Atardecer en La Habana. La familia ha estado reunida. Alguna taza de café no ha encontrado las manos que la lleven hasta la cocina; las voces de los vecinos compiten con el televisor encendido. La abuela y el primo que vino hace poco de su pueblo ven con entusiasmo Palmas y Cañas. Los demás lo atienden solo a medias, andan a caballo entre asumirlo como propio o desentenderse para legitimar su condición de citadinos.
El muy veterano programa ha cumplido una hermosa función pero quienes amamos el llamado “punto guajiro” y, sobre todo, el formidable arte de las controversias o duelos poéticos a base de la décima cantada, es una sombra de un mundo rico y de larga tradición.
La costumbre de juntarse en una canturía o guateque para improvisar décimas nos viene de España. Vicente Espinel cuajó la forma definitiva de la estrofa y los investigadores hablan de un regalo más de nuestros abuelos canarios. Uno de los fundadores de esta palpitante tradición definía la décima como una viajera peninsular que se aplatanó con firmeza en nuestra tierra.
Se trata de una creación artística que continúa la milenaria tradición de la literatura oral. Nos olvidamos que la palabra impresa es cosa reciente. El tipo de punto –espirituano, libre, cruzado– es importante. También el encanto de la tonada del improvisador. Pero la gracia de una buena controversia es, sobre todo, la invención literaria. El creador escribe en el viento diez octosílabos de rima rica y complicada. La pausa del cuarto verso es de lucimiento musical, segundos de pensamiento para que el poeta siga en su faena ante un público conocedor que lo aplaudirá en rotundo final, y –en ocasiones especialmente felices– desde que ataque el momento decisivo, el “puente” entre las dos redondillas, localizado entre el verso sexto y el séptimo.

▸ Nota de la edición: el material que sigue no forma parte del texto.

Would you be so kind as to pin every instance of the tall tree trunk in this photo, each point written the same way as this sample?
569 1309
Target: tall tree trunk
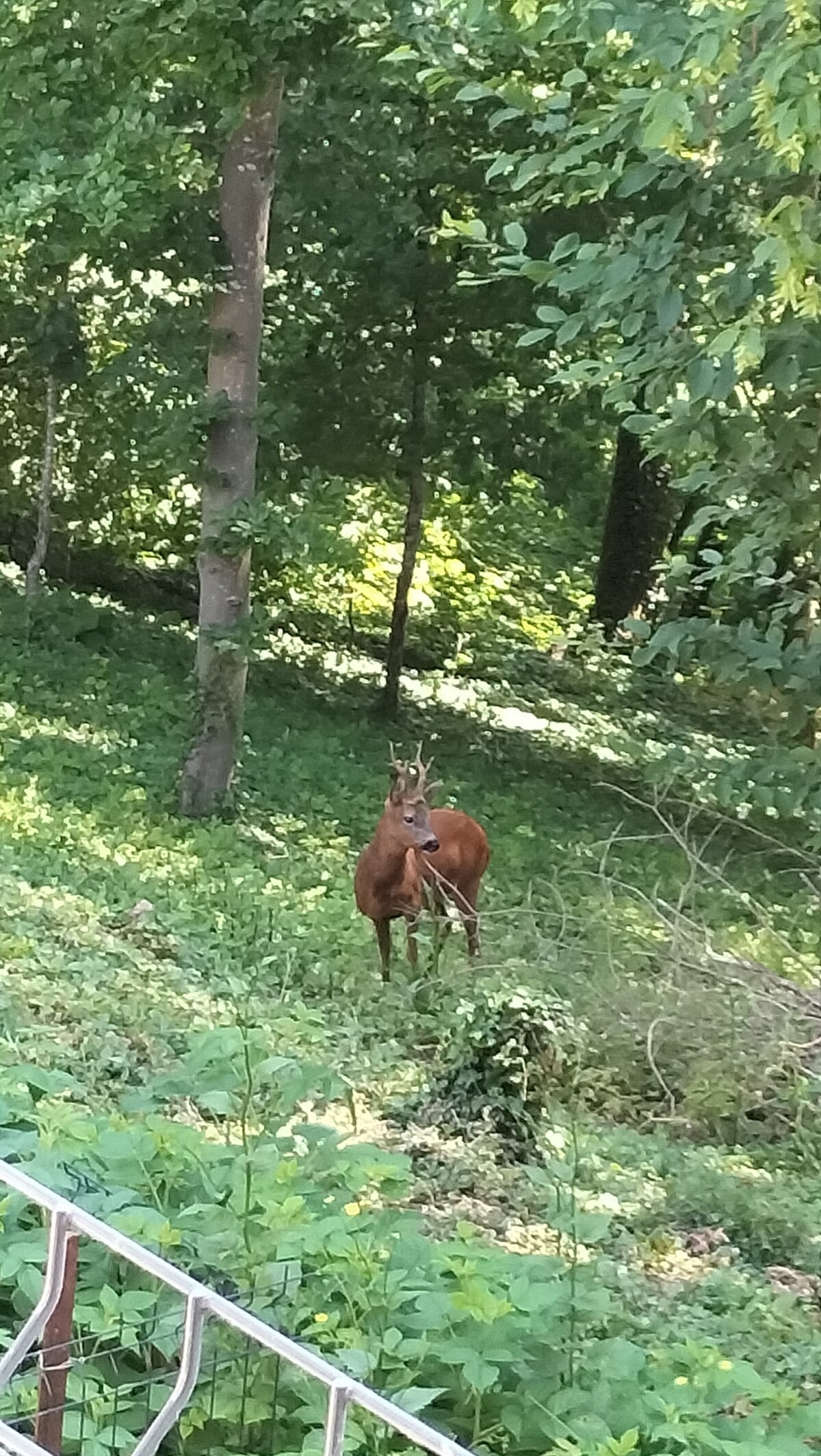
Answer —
414 459
635 531
34 565
233 379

Un momento culminante de la fiesta entre los cantores y sus seguidores son los “pies forzados”. Se lanza el verso final y el poeta debe cerrar así su obra compuesta al instante y delante de todos.
Para acercarse a la historia de la décima cantada, a los detalles de su fisonomía, ahí están los libros de la sabia María Teresa Linares. Un precioso resumen audiovisual se encuentra en el documental de Octavio Cortázar, Hablando del punto cubano.
La popularidad de los poetas improvisadores se localiza en la arrancada de la década de los cuarenta del pasado siglo. Por entonces Joseíto Fernández narraba los sucesos de cada día con una música que se dio en llamar Guantanamera. Antes de que Pete Seeger le confiriera pasaporte universal y épico, el cantor popular utilizó la tonada durante años para asuntos más inmediatos y domésticos.
Son muchos los nombres a los que debe la décima cubana su mayoría de edad. Entre tantos, Naborí, cantor, poeta elegante también en su variante escrita; Justo Vega, fundador y, junto a Adolfo Alfonso, toda una leyenda en los mejores atardeceres de Palmas y Cañas.
En las últimas dos décadas no puede dejarse fuera el nombre de Alexis Díaz-Pimienta. Su Teoría de la improvisación es un libro que junta investigación detallada y la propia práctica del poeta que teje rimas desde su infancia. Alexis ha sido uno de los primeros que ha logrado romper el esquema de que la décima cantada es un arte únicamente para gente de campo. En una célebre controversia, su contrincante cantaba al río Mayabeque y Alexis puso por delante su condición de habanero de barrio: “Pero el Mayabeque mío/ es una zanja del Diezmero/ que ni yo porque la quiero/ me atrevo a llamarla río”.